Montag, 23. Oktober 2023

Wahlrecht des maßgeblichen Datums für die Vorfälligkeitsentschädigung

Carsten Sieper, Fachanwalt für Bank- und Kapitalmarktrecht, Thümmel, Schütze & Partner, Frankfurt a. M.

 

Im Rahmen von Streitigkeiten über die Zahlung einer Vorfälligkeitsentschädigung steht oftmals nicht nur die Berechtigung hierzu dem Grunde nach im Streit, sondern auch die konkrete Höhe der jeweiligen Entschädigung. Neben diversen Posten der Berechnung ist dabei immer wieder der Fokus auf das Datum der Schadensberechnung gerichtet. Gerade im Hinblick auf das im Jahr 2022 gestiegene Zinsniveau können hier selbst relativ kurze Zeiträume von wenigen Wochen oder Monaten eklatant andere Ergebnisse hervorbringen. 

So war es auch in einem Rechtsstreit beim LG Bonn der Fall, das nun mit Urteil vom 29.09.2023 – 2 U 43/23 – entschieden hat. Nachdem dort ein Anspruch auf Vorfälligkeitsentschädigung gem. § 502 Abs. 1 BGB dem Grunde nach bejaht wurde, war die Höhe noch fraglich. Denn dort berechnete die beklagte Bank die Vorfälligkeitsentschädigung zu einem Datum im Frühjahr 2022 nach Erhalt der Mitteilung der vorzeitigen Rückzahlung. Die tatsächliche Rückführung erfolgte jedoch über zwei Monate später. Eine Berechnung der Entschädigung auf Basis des tatsächlichen Rückführungsdatums hätte bei sonst unveränderten Parametern wegen des gestiegenen Zinsniveaus für die Wiederanlage zu einer Reduzierung der Entschädigung um mehr als 80 % geführt. 

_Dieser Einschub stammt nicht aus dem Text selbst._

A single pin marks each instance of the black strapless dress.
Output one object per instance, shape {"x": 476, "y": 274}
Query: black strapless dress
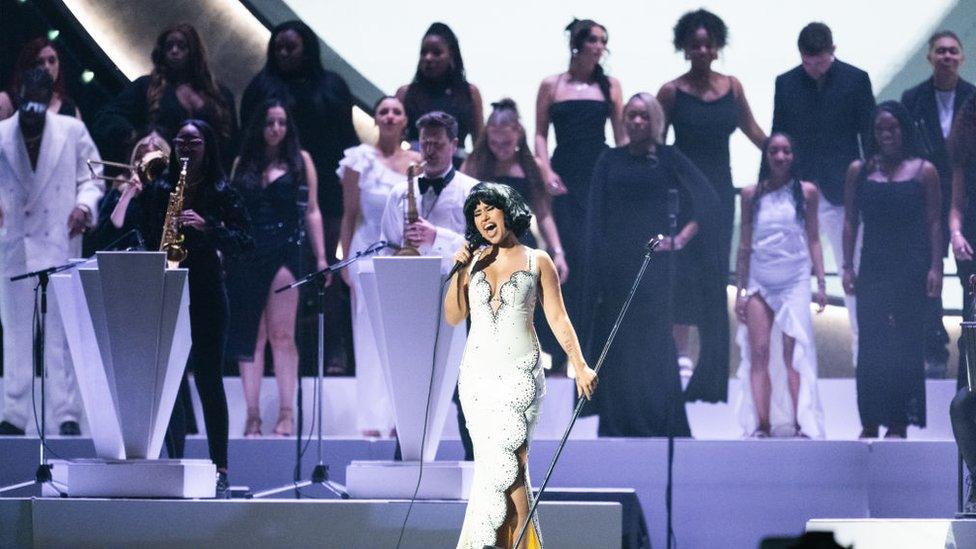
{"x": 275, "y": 218}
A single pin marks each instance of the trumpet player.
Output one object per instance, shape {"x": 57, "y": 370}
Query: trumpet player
{"x": 48, "y": 199}
{"x": 213, "y": 223}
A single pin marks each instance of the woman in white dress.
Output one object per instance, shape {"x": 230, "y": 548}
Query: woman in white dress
{"x": 779, "y": 244}
{"x": 368, "y": 173}
{"x": 501, "y": 382}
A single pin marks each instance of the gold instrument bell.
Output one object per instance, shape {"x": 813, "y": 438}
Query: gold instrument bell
{"x": 149, "y": 167}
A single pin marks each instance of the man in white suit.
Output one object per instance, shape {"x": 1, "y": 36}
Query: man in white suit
{"x": 48, "y": 198}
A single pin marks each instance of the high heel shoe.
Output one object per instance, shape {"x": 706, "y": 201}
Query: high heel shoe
{"x": 285, "y": 425}
{"x": 252, "y": 426}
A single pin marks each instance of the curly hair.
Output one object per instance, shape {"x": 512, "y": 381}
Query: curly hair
{"x": 518, "y": 216}
{"x": 689, "y": 24}
{"x": 198, "y": 73}
{"x": 27, "y": 60}
{"x": 253, "y": 157}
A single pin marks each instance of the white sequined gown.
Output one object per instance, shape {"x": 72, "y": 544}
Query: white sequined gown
{"x": 501, "y": 385}
{"x": 779, "y": 271}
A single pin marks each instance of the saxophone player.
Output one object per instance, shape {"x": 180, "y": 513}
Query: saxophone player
{"x": 440, "y": 192}
{"x": 214, "y": 224}
{"x": 439, "y": 228}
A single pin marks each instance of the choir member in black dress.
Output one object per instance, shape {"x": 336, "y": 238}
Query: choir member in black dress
{"x": 826, "y": 106}
{"x": 502, "y": 154}
{"x": 705, "y": 107}
{"x": 933, "y": 105}
{"x": 321, "y": 105}
{"x": 179, "y": 87}
{"x": 440, "y": 84}
{"x": 215, "y": 224}
{"x": 897, "y": 196}
{"x": 577, "y": 103}
{"x": 276, "y": 178}
{"x": 39, "y": 52}
{"x": 640, "y": 391}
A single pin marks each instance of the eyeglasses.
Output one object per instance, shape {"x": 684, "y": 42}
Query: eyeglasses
{"x": 192, "y": 143}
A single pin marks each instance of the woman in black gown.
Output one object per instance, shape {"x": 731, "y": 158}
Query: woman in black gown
{"x": 705, "y": 108}
{"x": 214, "y": 223}
{"x": 897, "y": 196}
{"x": 640, "y": 391}
{"x": 502, "y": 155}
{"x": 180, "y": 86}
{"x": 321, "y": 105}
{"x": 275, "y": 178}
{"x": 440, "y": 84}
{"x": 577, "y": 103}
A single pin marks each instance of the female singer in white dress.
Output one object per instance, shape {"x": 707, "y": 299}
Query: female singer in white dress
{"x": 368, "y": 174}
{"x": 779, "y": 244}
{"x": 501, "y": 382}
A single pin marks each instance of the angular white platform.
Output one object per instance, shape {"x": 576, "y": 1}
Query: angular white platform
{"x": 129, "y": 478}
{"x": 895, "y": 533}
{"x": 398, "y": 479}
{"x": 235, "y": 524}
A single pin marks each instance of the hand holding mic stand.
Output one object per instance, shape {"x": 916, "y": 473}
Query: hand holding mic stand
{"x": 320, "y": 474}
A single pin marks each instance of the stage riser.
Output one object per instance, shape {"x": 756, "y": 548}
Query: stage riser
{"x": 708, "y": 421}
{"x": 329, "y": 524}
{"x": 888, "y": 534}
{"x": 727, "y": 493}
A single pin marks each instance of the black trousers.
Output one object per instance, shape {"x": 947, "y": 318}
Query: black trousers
{"x": 208, "y": 332}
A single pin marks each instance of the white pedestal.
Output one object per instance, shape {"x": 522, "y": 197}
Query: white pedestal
{"x": 134, "y": 478}
{"x": 398, "y": 479}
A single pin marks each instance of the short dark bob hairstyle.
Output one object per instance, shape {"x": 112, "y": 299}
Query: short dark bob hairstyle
{"x": 508, "y": 200}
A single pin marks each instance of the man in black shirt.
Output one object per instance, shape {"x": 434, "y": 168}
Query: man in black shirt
{"x": 826, "y": 106}
{"x": 933, "y": 105}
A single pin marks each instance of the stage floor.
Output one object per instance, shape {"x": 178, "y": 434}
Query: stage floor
{"x": 726, "y": 493}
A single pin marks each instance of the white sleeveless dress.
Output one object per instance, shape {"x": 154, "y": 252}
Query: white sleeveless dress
{"x": 501, "y": 385}
{"x": 376, "y": 181}
{"x": 779, "y": 271}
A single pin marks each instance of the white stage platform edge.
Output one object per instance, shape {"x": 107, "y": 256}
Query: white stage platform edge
{"x": 898, "y": 533}
{"x": 708, "y": 421}
{"x": 237, "y": 524}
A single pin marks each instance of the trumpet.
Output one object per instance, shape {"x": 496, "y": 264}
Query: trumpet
{"x": 149, "y": 167}
{"x": 410, "y": 215}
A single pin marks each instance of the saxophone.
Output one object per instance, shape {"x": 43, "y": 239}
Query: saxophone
{"x": 172, "y": 240}
{"x": 411, "y": 214}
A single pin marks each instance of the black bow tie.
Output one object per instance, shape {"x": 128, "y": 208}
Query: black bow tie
{"x": 427, "y": 182}
{"x": 437, "y": 183}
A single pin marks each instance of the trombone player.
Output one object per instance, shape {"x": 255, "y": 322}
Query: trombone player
{"x": 48, "y": 199}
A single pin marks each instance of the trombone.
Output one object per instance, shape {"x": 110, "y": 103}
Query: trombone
{"x": 149, "y": 167}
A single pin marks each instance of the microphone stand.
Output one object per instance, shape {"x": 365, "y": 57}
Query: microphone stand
{"x": 648, "y": 251}
{"x": 320, "y": 474}
{"x": 43, "y": 474}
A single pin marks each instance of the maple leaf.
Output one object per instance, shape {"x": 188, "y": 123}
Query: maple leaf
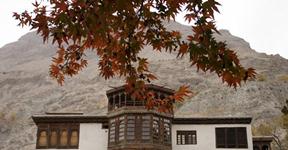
{"x": 118, "y": 30}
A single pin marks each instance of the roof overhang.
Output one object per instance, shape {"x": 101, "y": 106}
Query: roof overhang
{"x": 69, "y": 119}
{"x": 149, "y": 86}
{"x": 213, "y": 120}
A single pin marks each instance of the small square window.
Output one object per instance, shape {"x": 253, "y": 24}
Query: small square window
{"x": 186, "y": 137}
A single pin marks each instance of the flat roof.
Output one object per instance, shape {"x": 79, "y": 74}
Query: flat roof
{"x": 62, "y": 118}
{"x": 149, "y": 86}
{"x": 78, "y": 118}
{"x": 213, "y": 120}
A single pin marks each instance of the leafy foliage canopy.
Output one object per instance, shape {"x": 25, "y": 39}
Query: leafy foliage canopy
{"x": 117, "y": 30}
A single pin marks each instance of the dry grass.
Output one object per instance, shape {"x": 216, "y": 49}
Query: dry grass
{"x": 283, "y": 77}
{"x": 261, "y": 77}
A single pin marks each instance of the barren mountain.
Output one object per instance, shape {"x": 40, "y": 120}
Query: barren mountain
{"x": 27, "y": 89}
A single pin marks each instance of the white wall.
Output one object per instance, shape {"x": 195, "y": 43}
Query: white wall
{"x": 206, "y": 137}
{"x": 92, "y": 137}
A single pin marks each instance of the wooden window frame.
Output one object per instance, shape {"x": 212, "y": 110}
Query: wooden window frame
{"x": 184, "y": 137}
{"x": 140, "y": 130}
{"x": 57, "y": 127}
{"x": 237, "y": 136}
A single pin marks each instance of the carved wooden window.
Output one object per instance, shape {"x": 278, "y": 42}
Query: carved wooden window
{"x": 53, "y": 138}
{"x": 167, "y": 132}
{"x": 130, "y": 131}
{"x": 146, "y": 126}
{"x": 186, "y": 137}
{"x": 156, "y": 129}
{"x": 112, "y": 131}
{"x": 121, "y": 128}
{"x": 43, "y": 138}
{"x": 58, "y": 136}
{"x": 231, "y": 137}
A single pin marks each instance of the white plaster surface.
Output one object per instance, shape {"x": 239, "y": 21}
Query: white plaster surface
{"x": 206, "y": 137}
{"x": 92, "y": 137}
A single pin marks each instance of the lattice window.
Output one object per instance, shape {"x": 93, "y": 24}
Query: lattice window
{"x": 231, "y": 137}
{"x": 188, "y": 137}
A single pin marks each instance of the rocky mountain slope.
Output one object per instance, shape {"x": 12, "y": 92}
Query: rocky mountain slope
{"x": 26, "y": 88}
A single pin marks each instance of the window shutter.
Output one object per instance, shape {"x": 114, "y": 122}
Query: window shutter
{"x": 242, "y": 138}
{"x": 220, "y": 138}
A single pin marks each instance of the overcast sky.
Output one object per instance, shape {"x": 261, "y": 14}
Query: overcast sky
{"x": 263, "y": 23}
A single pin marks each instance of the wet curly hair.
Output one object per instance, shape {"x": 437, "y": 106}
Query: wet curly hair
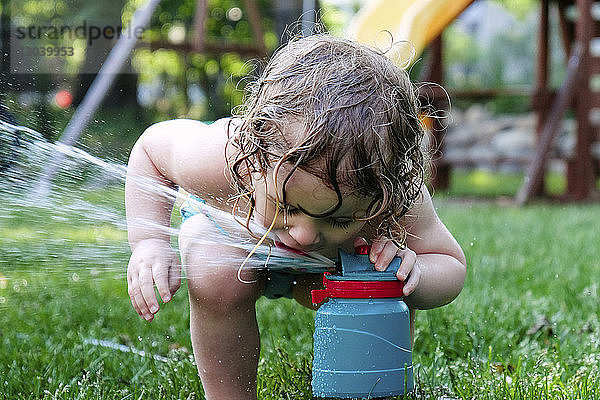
{"x": 360, "y": 126}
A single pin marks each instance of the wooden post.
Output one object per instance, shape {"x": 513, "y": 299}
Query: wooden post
{"x": 441, "y": 171}
{"x": 581, "y": 174}
{"x": 542, "y": 99}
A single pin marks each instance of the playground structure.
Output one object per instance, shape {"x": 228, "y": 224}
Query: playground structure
{"x": 422, "y": 23}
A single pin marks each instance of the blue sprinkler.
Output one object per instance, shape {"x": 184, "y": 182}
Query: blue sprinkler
{"x": 362, "y": 345}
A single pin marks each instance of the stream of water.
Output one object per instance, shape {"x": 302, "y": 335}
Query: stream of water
{"x": 81, "y": 221}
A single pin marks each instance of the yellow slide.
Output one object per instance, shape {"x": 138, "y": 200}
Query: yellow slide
{"x": 417, "y": 22}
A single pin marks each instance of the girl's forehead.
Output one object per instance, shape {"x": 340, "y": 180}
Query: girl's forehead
{"x": 313, "y": 195}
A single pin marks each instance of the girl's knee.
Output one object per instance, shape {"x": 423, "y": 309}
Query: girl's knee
{"x": 214, "y": 281}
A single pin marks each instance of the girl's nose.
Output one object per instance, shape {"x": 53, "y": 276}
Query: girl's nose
{"x": 304, "y": 233}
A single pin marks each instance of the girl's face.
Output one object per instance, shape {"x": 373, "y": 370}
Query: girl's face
{"x": 300, "y": 231}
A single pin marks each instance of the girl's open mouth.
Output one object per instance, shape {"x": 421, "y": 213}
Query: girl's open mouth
{"x": 280, "y": 245}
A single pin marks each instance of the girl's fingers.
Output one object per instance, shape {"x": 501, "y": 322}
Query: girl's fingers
{"x": 149, "y": 304}
{"x": 174, "y": 281}
{"x": 413, "y": 281}
{"x": 386, "y": 255}
{"x": 135, "y": 294}
{"x": 376, "y": 249}
{"x": 409, "y": 258}
{"x": 161, "y": 279}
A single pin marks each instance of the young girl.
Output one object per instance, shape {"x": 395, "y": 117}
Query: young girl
{"x": 325, "y": 154}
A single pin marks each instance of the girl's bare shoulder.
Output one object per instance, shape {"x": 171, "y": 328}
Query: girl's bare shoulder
{"x": 191, "y": 154}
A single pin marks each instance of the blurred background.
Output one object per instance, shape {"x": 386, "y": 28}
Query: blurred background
{"x": 487, "y": 49}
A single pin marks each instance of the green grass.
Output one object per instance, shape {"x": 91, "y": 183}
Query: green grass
{"x": 525, "y": 326}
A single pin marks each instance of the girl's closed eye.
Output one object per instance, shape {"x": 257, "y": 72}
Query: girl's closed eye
{"x": 342, "y": 223}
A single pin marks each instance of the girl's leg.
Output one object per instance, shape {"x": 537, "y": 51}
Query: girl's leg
{"x": 223, "y": 325}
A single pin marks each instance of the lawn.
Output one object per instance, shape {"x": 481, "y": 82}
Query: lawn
{"x": 525, "y": 327}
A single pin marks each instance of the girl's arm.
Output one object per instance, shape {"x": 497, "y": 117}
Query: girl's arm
{"x": 171, "y": 154}
{"x": 433, "y": 263}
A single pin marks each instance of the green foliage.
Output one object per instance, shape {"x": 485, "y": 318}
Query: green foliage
{"x": 198, "y": 85}
{"x": 520, "y": 8}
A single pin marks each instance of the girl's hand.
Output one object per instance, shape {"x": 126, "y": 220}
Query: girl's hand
{"x": 153, "y": 261}
{"x": 384, "y": 250}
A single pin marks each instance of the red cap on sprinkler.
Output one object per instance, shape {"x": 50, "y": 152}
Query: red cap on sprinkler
{"x": 357, "y": 289}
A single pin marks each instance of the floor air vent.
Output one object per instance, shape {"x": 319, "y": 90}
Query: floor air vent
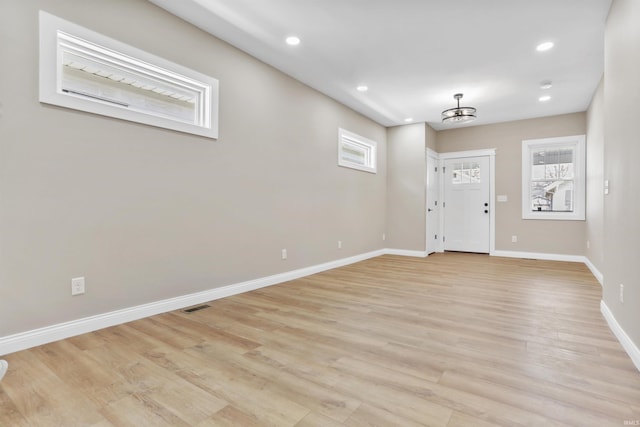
{"x": 192, "y": 309}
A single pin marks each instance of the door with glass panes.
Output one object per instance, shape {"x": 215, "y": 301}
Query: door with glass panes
{"x": 466, "y": 204}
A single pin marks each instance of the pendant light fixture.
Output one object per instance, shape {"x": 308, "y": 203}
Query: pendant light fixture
{"x": 458, "y": 114}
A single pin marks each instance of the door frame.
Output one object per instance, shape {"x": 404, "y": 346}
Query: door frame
{"x": 491, "y": 153}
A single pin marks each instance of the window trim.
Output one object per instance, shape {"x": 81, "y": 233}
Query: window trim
{"x": 349, "y": 139}
{"x": 154, "y": 80}
{"x": 578, "y": 142}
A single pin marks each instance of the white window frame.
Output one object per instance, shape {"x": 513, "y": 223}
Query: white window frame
{"x": 577, "y": 142}
{"x": 349, "y": 141}
{"x": 124, "y": 82}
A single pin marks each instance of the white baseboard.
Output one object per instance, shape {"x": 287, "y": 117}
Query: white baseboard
{"x": 539, "y": 255}
{"x": 632, "y": 350}
{"x": 404, "y": 252}
{"x": 599, "y": 276}
{"x": 554, "y": 257}
{"x": 24, "y": 340}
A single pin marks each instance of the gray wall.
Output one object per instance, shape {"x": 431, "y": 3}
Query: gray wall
{"x": 406, "y": 196}
{"x": 533, "y": 235}
{"x": 621, "y": 154}
{"x": 147, "y": 214}
{"x": 595, "y": 179}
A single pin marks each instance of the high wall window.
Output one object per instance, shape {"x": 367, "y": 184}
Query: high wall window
{"x": 356, "y": 152}
{"x": 553, "y": 178}
{"x": 87, "y": 71}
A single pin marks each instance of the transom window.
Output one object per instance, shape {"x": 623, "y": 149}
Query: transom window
{"x": 466, "y": 173}
{"x": 553, "y": 178}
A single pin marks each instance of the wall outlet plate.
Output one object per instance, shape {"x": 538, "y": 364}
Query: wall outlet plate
{"x": 77, "y": 286}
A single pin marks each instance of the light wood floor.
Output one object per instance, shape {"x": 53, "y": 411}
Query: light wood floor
{"x": 450, "y": 340}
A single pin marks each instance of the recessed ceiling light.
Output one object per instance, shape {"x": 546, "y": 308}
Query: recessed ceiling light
{"x": 544, "y": 46}
{"x": 293, "y": 41}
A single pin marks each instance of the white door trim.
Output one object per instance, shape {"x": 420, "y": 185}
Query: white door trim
{"x": 491, "y": 153}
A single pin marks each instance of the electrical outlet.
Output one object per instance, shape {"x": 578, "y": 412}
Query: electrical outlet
{"x": 621, "y": 293}
{"x": 77, "y": 286}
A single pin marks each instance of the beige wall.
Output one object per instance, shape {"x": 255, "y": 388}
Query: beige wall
{"x": 533, "y": 235}
{"x": 595, "y": 179}
{"x": 146, "y": 213}
{"x": 621, "y": 154}
{"x": 406, "y": 197}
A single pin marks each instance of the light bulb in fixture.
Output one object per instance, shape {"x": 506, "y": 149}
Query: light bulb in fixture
{"x": 293, "y": 41}
{"x": 458, "y": 114}
{"x": 542, "y": 47}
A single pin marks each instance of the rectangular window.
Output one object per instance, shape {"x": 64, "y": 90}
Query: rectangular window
{"x": 553, "y": 178}
{"x": 87, "y": 71}
{"x": 466, "y": 173}
{"x": 356, "y": 152}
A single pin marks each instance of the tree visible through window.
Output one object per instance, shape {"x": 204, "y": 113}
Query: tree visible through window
{"x": 553, "y": 178}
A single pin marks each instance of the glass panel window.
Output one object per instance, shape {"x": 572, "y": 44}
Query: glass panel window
{"x": 465, "y": 173}
{"x": 84, "y": 70}
{"x": 553, "y": 178}
{"x": 356, "y": 152}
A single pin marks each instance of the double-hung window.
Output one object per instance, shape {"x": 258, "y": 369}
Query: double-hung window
{"x": 553, "y": 178}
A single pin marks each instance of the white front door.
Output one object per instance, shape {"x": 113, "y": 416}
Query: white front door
{"x": 466, "y": 204}
{"x": 433, "y": 212}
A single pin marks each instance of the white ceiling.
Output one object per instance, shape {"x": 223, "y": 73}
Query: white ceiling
{"x": 415, "y": 54}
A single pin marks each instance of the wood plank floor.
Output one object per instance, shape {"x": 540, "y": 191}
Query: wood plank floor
{"x": 450, "y": 340}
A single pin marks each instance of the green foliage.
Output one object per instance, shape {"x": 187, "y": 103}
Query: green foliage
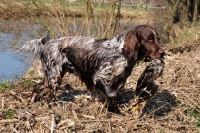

Das Landgericht Bonn entschied jedoch, dass auch ohne wirksamen Abschluss einer Aufhebungsvereinbarung mit Wahl eines Rückzahldatums der Darlehensgeber beim Datum für die Berechnung der Rückzahlung wählen könne. So könne er auf Basis des tatsächlichen Rückzahldatums abrechnen. Er könne aber auch den Tag als Berechnungsgrundlage auswählen, an dem „die Kündigung wirksam werde” (Anm.: Im vorliegenden Fall ist eine Kündigung nicht ausgesprochen worden, sondern das Recht zur vorzeitigen Rückzahlung gem. § 500 Abs. 2 Satz 2 BGB genutzt worden). Dazu bezog sich das Landgericht auf das Urteil des BGH vom 20.02.2018 – XI ZR 445/17 –, welches zum dort tatsächlich relevanten Fall einer Kündigung des valutierten Darlehens durch den Darlehensgeber zur Berechnungsvariante zum Datum des Wirksamwerdens der Kündigung unter Rn. 30 f. ausführte, dass der Darlehensgeber als Schadensersatzberechtigter hier auch auf den Tag der Entstehung des Schadensersatzanspruchs abstellen könne. 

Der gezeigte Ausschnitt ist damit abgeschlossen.